A hormone that plays a role in fetal development may help protect the ovaries from chemo damage.
A naturally occurring hormone that plays an important role in fetal development may be the basis for a new type of reversible contraceptive that can protect ovaries from the damage caused by chemotherapy drugs.

In their report receiving online publication in PNAS journal, a team from the Pediatric Surgical Research Laboratories in the Harvard–affiliated Massachusetts General Hospital (MGH) Department of Surgery describes using Mullerian Inhibiting Substance (MIS) to halt, in a mouse model, the early development of the ovarian follicles in which oocytes mature, an accomplishment that protects these primordial follicles from chemotherapy–induced damage.

“MIS has long been suspected as an inhibitor of the initial stages of follicular development, but the complete blockade of the process was unexpected and opened up a number of new applications for the hormone,” said corresponding author David Pepin, an assistant professor of Surgery at Harvard Medical School (HMS).

During embryonic development, MIS is secreted by the testes of male embryos to prevent the maturation of structures that would give rise to female reproductive organs.

Chemotherapy’s anti–cancer effects depend on its ability to damage rapidly growing cells, including cells in maturing ovarian follicles. But chemotherapy is also believed to accelerate the activation of primordial follicles, essentially using up the ovarian reserve over a matter of months instead of years.

Current hormonal contraceptives act at later stages, after the follicle has been committed to either grow or perish, so the unique action of MIS in maintaining follicles at the primordial stage offered intriguing new possibilities.
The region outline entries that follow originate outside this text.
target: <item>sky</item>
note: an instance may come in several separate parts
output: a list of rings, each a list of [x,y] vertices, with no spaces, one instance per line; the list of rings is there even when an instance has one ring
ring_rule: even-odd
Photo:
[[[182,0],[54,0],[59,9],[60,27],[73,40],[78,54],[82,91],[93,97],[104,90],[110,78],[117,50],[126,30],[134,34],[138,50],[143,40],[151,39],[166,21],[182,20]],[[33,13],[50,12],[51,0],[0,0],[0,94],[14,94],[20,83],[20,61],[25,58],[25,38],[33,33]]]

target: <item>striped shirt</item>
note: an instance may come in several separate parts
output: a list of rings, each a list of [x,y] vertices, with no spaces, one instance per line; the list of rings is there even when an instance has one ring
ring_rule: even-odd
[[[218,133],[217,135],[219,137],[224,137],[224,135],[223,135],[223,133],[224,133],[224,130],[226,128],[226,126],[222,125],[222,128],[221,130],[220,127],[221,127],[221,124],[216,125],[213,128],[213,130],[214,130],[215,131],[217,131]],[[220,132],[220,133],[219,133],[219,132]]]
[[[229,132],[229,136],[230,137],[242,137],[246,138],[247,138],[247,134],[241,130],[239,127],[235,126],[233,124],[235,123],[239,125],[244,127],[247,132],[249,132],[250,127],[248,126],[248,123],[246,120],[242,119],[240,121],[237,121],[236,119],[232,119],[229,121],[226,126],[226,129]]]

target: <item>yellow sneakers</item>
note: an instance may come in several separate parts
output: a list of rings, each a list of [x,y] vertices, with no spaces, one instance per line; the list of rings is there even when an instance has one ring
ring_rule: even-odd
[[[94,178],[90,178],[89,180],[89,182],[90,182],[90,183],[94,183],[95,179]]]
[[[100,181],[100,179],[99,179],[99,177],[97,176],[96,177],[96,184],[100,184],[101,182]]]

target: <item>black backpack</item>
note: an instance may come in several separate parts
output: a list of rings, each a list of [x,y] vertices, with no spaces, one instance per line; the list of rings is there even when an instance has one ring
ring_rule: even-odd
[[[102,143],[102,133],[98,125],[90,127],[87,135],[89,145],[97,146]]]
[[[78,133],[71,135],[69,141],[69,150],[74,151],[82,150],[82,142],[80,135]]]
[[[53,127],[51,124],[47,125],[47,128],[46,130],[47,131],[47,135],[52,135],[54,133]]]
In a series of experiments with female mice, the research team first showed that increasing MIS levels either by twice–daily injection of the purified protein or by gene therapy led to a gradual but significant decrease in the number of growing follicles, leading after several weeks to an almost complete lack of growing follicles but maintaining a consistent level of primordial follicles.

Halting MIS treatment, either by discontinuing the injections or by transplanting follicle–depleted ovarian tissues from gene–therapy treated mice into untreated control animals, led to resumption of follicle development in as little as 12 days, indicating that the effect is reversible.

Mice in which MIS levels were elevated by gene therapy gradually lost their fertility, and those with higher MIS levels were completely infertile after six weeks.

Both methods of MIS administration were able to protect the ovarian reserve from the effects of common chemotherapy drugs, resulting in primordial follicle counts from 1.4 to nearly 3 times higher than in mice not receiving MIS during chemotherapy, with counts depending on the particular chemotherapy drug used and the route of MIS administration.

“MIS unique mechanism of action means it could be useful in treating many conditions that cause primary ovarian insufficiency or premature menopause. Long–term contraceptive use would probably require replacement of hormones such as estrogen to prevent the side effects of ovarian shutdown, which would be less of a concern for short–term treatment during chemotherapy. Gene therapy with MIS could also offer a nonsurgical alternative to veterinary sterilization procedures,” Pepin said.

Pepin’s team is now investigating the quality of the oocytes preserved by MIS treatment after chemotherapy, along with elucidating the molecular mechanisms by which MIS inhibits follicle activation, which may lead to the development of small–molecule oral alternatives.